The third game, last Saturday, was an equally shaky win, although it was the best game of the series for the Bulls. They came out playing the same full-court defense, relying on outside screens to set their shooters free. With Pippen playing his best game of the series (he seemed fully healed from a sprained ankle he suffered in the first game), the Bulls went out to a 32-23 first-quarter lead. They had the game, really, in control for what felt like the first time in the series. Jordan expressed the team’s determination when, after being fouled at center court on an impending breakaway, he went the length of the floor anyway and jammed the ball. Yet, on a real breakaway late in the second quarter, with the Bulls up 48-39, he banged an attempted dunk off the back of the rim, and the Knicks and their fans were revitalized. New York closed to 51-50 at the half.

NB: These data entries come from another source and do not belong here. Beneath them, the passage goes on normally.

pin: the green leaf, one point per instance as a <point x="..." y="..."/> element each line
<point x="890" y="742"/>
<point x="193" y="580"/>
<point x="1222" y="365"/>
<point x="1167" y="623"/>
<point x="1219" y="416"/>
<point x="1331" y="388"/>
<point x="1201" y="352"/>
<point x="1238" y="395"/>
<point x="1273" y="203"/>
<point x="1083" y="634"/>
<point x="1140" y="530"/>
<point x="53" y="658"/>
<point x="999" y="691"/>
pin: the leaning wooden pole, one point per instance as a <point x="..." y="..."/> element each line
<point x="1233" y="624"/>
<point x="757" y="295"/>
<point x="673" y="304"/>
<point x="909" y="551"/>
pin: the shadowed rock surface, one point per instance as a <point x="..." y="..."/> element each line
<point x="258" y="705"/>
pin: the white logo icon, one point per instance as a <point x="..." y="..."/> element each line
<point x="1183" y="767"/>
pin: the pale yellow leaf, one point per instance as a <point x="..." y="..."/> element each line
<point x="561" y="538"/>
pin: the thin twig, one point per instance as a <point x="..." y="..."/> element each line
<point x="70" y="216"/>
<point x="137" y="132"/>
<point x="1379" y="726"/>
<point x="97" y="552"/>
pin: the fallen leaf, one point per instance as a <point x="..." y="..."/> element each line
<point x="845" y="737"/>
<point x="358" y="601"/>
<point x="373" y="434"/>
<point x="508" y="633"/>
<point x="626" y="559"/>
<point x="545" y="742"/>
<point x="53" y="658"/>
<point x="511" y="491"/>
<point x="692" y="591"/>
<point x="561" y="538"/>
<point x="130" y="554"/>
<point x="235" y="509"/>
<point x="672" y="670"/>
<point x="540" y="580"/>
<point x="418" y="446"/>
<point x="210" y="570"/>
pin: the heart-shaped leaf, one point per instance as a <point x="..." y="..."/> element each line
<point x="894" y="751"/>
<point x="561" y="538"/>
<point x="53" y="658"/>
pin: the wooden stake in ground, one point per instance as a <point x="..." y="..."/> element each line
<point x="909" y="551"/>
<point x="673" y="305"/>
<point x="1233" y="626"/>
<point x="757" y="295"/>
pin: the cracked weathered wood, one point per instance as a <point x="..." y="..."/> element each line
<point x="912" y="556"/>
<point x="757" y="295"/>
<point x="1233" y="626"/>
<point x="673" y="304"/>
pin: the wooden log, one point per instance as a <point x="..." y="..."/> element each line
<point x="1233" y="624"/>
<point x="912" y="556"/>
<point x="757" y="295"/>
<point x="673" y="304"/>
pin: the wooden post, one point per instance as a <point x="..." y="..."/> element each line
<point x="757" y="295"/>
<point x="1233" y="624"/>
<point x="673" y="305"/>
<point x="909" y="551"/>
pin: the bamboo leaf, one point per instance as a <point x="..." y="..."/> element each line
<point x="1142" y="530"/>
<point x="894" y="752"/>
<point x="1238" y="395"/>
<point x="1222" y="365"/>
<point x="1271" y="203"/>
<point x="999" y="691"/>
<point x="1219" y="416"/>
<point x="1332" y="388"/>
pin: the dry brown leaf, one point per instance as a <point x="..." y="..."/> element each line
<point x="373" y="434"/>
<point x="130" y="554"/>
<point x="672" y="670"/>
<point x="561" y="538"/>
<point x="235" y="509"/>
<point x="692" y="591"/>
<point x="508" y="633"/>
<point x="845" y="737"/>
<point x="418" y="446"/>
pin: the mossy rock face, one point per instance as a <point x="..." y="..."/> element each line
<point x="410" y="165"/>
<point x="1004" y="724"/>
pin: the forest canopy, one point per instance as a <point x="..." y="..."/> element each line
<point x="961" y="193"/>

It took another Jordan dunk, putting the Bulls up 61-58, to break the spell. They went on to take a 71-64 lead through three quarters, and they kept the Knicks at arm’s length the rest of the way in a 94-86 victory.
As Jackson said after the second game, “It’s good for us. This game was really good in that we got ourselves into a situation where we got scared a little bit, they got back at us, one point, and we had to call a couple of time-outs and regroupÉ in a critical situation. It was time for us to step up and respond to playoff pressure.”
After their series with the Pistons, the Knicks seemed attuned to that sort of pressure, while the Bulls have had to remember how they dealt with it a year ago. To be sure, there are reasons to be worried. The Bulls’ starters played more minutes this season than they did last, and they were outhustled as well as outmuscled on Sunday. Can they play a full-court defense and remain fresh enough to rebound well? They’ve been reluctant to answer the Knicks’ physical pressure with the physical response they gave the Pistons a year ago, and Jackson appears to have lost confidence in Cliff Levingston, who usually excels in this sort of scrum game. They’ve been at the mercy of Pippen, coasting when he plays well and struggling when he doesn’t (he had 26 points last Saturday, half that on Sunday). Yet the Bulls remain content to live and die with Pippen, and to rely on brains against brawn; it’s what won for them last year and it’s what, still, should prevail for them this year.
We’re not worried, really we’re not.